John Seed has included my painting, The Beginner…

in his Huffington Post Blog as one of the top 10 Mememorable Paintings of 2011 . The painting is currently on display in the Small Works Exhibition at Gallery 1261 in Denver, CO.

From the depths of my creative hibernation… I thank you John.

Here’s the extended snippet of the comments I sent to John with my thoughts about the work…

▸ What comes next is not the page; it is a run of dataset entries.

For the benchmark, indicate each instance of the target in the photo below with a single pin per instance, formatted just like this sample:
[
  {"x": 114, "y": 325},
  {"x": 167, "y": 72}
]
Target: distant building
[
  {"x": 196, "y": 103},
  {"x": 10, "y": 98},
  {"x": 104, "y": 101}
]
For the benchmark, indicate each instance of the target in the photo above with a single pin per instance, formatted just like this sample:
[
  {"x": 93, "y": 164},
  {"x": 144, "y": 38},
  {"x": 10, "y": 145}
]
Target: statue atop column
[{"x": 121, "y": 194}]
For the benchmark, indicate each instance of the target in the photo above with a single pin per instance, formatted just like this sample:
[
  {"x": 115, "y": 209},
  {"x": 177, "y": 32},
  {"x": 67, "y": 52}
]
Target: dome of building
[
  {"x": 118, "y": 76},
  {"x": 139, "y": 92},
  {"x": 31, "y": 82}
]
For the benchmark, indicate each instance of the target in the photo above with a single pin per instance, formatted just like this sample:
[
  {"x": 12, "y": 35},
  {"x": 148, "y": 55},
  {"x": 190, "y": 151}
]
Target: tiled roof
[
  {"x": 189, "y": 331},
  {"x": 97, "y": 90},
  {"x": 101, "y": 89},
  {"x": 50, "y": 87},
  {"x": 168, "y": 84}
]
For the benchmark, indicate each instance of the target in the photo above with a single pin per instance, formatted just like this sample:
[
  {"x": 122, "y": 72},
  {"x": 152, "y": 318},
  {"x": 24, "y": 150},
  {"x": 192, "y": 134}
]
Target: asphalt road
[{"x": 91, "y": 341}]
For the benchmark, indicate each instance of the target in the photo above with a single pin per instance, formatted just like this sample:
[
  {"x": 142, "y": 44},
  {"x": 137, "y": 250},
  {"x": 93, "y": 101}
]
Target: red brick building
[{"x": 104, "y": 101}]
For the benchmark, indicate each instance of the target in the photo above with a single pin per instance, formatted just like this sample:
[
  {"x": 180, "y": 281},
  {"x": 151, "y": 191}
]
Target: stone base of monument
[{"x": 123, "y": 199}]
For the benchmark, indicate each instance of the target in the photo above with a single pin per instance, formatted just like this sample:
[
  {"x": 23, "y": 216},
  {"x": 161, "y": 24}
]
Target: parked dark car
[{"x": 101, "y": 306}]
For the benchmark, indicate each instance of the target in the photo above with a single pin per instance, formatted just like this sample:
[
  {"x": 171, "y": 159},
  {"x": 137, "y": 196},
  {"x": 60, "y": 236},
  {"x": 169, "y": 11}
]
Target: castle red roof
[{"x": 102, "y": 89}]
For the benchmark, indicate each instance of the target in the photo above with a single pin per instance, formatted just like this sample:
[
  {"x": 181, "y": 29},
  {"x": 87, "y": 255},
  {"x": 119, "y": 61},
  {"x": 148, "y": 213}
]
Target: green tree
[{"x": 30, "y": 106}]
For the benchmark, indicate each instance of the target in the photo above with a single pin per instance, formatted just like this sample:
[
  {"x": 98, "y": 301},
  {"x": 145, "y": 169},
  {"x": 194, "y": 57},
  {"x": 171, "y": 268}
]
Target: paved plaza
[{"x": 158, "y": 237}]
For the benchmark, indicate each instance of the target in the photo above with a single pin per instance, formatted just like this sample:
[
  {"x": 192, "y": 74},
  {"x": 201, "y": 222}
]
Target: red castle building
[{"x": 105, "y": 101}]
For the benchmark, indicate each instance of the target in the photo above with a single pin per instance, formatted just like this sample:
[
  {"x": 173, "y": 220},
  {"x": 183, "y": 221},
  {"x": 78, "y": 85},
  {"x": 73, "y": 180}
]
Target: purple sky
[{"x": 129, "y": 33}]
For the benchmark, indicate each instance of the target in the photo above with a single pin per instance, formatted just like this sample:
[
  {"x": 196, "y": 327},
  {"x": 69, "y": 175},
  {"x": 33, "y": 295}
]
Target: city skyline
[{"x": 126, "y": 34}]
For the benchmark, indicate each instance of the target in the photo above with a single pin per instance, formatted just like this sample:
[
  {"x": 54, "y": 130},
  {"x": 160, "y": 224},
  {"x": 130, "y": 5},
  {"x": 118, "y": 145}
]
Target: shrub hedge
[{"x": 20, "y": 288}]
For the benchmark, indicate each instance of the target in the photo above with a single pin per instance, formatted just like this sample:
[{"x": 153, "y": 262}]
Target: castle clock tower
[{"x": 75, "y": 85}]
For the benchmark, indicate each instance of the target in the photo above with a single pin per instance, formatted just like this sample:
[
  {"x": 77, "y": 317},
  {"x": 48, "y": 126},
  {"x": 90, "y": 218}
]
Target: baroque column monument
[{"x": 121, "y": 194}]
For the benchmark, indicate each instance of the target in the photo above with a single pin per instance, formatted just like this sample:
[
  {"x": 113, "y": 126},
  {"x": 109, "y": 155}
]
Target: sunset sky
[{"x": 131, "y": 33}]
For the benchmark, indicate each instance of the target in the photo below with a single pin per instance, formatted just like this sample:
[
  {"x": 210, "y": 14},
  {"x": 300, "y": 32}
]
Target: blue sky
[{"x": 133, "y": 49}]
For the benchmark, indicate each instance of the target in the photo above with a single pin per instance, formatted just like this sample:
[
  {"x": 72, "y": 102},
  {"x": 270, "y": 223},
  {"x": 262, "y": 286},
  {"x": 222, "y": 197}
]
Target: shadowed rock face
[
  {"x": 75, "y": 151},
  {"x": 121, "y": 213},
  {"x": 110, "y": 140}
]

I’ve got this friend Ted who just turned 95 and lives on Martha’s Vineyard.
Ted was a high school art teacher and artist and has spent almost a whole century now inspiring and encouraging artists. I met Ted about 10 years ago and he has been “schooling me” ever since. (I’m working right now on a painting of him in an apple orchard which he posed for last fall.)
We talk often over the phone as he lives alone now but when we are on the Vineyard we spend a lot of time with Ted.
His house is chock-a-block full of antiques and stories to go with each one.
I noticed a tin can in his kitchen one day that had a bunch of those old pencils in it.
Wonderful chunky thick lead Dixon pencils that he used to introduce younger students to drawing.
I got up the nerve on our last visit to ask him if I could have one and he said, “Oh, those old things…here take the lot”.
When I got them home to the Pennsylvania studio and took a closer look I saw that they have the word “Beginners” embossed on them. And, since I’ve recently been hammering home the importance of a strong foundation in drawing skills to a couple of our grandsons who have brought their art questions to my studio… the idea of pencil as prop began to congeal.
The pile of rocks which are from the beach in Chilmark brought it full circle back to Ted and the tiny swiss army knife was one of the few items I brought home from Florida where I had to take my father off of life support earlier this year. That experience and it’s wake have been slowly filtering into my work in some quite unexpected ways. So, while I wasn’t aware of this until I just wrote this out for you, I guess it weaves a thread through three generations… with the iconic pencil as talisman.